The expanding battle in states over net energy metering (NEM) and rate design is a central question. Retail rate NEM was introduced in the 20th century as a convenience, not a calculation. It was intended to grow solar and it did.
But as rooftop solar owners’ electricity bills go down, their payments for bill infrastructure charges are reduced proportionally, Ghosh explained. “As solar rooftops proliferate, some utilities and regulators say those costs are being shifted to non-solar-owners.”
As a result, there is now much anti-NEM legislation and rate design review that will be decided in 2015, he said. “Watch those cases to know how the economics of rooftop solar will go.”
If utilities are successful at implementing rate design changes that capture fixed charges, it could curtail economic rooftop solar, Ghosh said. “But 20th century rate design with net energy metering does not account for the fixed cost in an appropriate manner and that rate design has to be changed.”
If the cost is not paid for appropriately, the problem multiplies, he said. “As solar gets more economic and more customers move away from the grid, it could cause a rate increase loop. The more rates increase, the more customers will want to leave. And it gets worse and worse for the utilities.”
Kicker: More cost reductions coming
There is every indication the cost of solar will continue to go down, Ghosh said.
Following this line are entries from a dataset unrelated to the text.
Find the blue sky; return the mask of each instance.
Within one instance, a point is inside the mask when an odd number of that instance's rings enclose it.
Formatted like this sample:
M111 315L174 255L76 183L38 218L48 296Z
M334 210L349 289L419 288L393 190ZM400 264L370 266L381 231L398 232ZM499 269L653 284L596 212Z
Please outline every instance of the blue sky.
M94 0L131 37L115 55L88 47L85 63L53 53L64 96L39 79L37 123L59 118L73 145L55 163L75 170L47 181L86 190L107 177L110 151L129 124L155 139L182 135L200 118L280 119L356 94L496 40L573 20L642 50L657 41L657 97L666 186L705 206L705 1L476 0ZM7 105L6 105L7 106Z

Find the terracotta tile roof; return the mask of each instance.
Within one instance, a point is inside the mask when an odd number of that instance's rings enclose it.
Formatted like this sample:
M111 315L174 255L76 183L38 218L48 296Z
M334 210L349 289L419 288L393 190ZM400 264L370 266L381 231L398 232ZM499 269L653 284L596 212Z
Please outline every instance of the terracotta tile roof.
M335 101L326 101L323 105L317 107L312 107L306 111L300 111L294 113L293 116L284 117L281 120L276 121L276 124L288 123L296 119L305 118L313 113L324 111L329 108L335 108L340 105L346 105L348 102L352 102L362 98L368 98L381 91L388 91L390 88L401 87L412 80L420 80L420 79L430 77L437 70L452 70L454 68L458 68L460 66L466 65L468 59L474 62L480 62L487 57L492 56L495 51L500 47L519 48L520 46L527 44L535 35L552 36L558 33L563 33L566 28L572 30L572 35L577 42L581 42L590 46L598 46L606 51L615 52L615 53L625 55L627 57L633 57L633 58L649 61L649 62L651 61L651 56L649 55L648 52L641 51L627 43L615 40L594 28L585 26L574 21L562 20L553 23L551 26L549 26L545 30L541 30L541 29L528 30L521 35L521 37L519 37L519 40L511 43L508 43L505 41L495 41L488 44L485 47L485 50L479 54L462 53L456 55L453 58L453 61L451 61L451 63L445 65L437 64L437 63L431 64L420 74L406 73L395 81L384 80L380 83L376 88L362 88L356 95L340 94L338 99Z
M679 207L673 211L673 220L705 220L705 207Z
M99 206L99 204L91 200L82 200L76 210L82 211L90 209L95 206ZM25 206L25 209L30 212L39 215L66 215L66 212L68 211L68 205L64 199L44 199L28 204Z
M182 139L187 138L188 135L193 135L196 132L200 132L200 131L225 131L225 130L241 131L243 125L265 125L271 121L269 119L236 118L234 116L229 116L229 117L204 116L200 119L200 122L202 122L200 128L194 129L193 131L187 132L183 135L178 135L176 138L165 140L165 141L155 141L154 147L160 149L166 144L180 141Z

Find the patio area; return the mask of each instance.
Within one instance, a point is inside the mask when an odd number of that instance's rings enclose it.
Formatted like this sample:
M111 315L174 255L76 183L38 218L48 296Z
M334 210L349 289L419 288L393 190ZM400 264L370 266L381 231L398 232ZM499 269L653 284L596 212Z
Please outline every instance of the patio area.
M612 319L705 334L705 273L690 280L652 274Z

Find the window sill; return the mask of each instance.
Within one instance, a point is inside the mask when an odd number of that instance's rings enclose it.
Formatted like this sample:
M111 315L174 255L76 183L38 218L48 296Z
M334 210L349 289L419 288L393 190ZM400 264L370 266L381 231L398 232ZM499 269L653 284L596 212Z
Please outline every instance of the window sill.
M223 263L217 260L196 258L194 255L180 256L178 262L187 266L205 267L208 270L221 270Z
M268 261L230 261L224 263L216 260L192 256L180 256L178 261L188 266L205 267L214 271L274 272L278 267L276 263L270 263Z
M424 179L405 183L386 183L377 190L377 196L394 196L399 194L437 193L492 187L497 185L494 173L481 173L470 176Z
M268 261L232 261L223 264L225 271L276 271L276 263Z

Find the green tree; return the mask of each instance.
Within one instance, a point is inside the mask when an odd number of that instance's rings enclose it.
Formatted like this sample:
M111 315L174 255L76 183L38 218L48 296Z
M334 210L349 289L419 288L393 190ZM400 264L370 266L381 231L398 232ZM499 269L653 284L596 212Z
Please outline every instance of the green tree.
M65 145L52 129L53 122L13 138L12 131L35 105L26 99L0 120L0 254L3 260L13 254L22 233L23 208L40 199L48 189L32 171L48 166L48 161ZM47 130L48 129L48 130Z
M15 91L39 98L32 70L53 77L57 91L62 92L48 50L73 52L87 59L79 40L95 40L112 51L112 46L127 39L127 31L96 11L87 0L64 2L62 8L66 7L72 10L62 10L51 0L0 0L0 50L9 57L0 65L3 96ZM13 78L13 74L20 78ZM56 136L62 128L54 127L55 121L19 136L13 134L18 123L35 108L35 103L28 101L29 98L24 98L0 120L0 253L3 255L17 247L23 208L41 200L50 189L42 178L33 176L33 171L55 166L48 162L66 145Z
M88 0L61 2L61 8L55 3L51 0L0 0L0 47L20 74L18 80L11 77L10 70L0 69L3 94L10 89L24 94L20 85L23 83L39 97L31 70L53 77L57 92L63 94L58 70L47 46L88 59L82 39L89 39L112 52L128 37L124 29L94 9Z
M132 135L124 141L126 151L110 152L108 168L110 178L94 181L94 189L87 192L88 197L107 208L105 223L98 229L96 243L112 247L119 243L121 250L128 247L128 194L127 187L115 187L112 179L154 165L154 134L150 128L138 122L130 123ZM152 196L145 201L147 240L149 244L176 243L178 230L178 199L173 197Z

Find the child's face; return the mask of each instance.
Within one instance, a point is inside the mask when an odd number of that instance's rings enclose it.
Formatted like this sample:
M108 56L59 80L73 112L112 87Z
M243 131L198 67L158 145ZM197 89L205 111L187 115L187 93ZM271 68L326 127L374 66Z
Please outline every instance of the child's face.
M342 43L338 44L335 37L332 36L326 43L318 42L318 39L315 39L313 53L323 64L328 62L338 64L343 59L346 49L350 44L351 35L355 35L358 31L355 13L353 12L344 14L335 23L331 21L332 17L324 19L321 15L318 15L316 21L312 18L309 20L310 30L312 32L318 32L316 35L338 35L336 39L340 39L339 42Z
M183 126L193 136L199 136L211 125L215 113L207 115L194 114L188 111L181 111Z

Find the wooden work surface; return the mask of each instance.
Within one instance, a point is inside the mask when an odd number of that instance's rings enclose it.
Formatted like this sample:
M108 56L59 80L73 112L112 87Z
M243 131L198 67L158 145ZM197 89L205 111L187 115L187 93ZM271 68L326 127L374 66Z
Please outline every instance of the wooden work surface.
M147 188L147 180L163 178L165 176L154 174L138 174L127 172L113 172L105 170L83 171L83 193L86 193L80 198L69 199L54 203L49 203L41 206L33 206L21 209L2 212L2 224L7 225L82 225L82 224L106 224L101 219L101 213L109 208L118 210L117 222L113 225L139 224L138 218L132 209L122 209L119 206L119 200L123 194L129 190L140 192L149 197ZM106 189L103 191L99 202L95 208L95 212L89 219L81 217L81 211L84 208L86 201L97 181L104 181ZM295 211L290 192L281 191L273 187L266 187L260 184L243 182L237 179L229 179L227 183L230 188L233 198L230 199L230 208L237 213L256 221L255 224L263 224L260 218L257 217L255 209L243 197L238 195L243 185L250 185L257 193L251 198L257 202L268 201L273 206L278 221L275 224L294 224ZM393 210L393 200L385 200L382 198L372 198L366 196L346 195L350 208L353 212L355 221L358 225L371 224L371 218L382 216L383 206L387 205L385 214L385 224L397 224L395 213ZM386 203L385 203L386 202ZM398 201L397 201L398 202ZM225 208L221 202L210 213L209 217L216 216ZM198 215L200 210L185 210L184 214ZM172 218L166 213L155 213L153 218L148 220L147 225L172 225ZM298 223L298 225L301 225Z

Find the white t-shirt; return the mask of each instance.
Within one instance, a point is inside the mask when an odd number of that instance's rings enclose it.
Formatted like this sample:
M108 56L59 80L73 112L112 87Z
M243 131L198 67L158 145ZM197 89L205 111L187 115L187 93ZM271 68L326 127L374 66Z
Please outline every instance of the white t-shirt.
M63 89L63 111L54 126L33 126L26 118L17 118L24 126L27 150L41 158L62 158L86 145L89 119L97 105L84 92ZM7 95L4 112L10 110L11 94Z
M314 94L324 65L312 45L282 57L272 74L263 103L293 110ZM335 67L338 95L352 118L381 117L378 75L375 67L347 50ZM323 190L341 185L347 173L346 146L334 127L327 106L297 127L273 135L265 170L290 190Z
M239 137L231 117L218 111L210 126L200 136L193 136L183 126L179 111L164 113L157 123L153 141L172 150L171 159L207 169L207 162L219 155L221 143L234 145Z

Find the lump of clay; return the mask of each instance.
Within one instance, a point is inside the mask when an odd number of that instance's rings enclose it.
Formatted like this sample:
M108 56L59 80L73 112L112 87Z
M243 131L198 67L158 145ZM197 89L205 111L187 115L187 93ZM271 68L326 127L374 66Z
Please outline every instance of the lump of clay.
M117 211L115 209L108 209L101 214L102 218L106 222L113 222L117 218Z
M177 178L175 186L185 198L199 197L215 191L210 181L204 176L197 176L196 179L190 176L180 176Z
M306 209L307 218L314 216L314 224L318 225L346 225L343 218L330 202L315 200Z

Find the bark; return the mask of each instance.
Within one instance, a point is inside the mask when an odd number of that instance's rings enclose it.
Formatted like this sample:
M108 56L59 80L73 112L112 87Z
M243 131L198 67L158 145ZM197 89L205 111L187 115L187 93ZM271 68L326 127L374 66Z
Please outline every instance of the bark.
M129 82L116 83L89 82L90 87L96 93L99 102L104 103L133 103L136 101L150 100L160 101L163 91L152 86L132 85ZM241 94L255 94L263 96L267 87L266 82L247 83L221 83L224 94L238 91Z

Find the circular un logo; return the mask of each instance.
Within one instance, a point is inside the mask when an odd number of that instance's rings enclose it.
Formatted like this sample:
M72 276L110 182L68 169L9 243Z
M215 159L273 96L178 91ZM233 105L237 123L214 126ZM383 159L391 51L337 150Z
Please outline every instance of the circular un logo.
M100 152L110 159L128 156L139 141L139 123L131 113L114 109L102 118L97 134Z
Module efficiency, the biggest driver of cost reductions, continues to improve. As prices get better, competition increases and that will push out market inefficiencies like value pricing and grow new opportunities like building integrated photovoltaics.
Finally, solar is not one technology. Just as thin film created competition that produced higher efficiency silicon-based modules, perovskite now may be a silicon replacement.
“It is not at all market ready,” Ghosh said. “But its efficiency has increased from 2% to 20%, a learning curve we have not seen historically. Given the rate of change of these technologies, we have to pay attention.”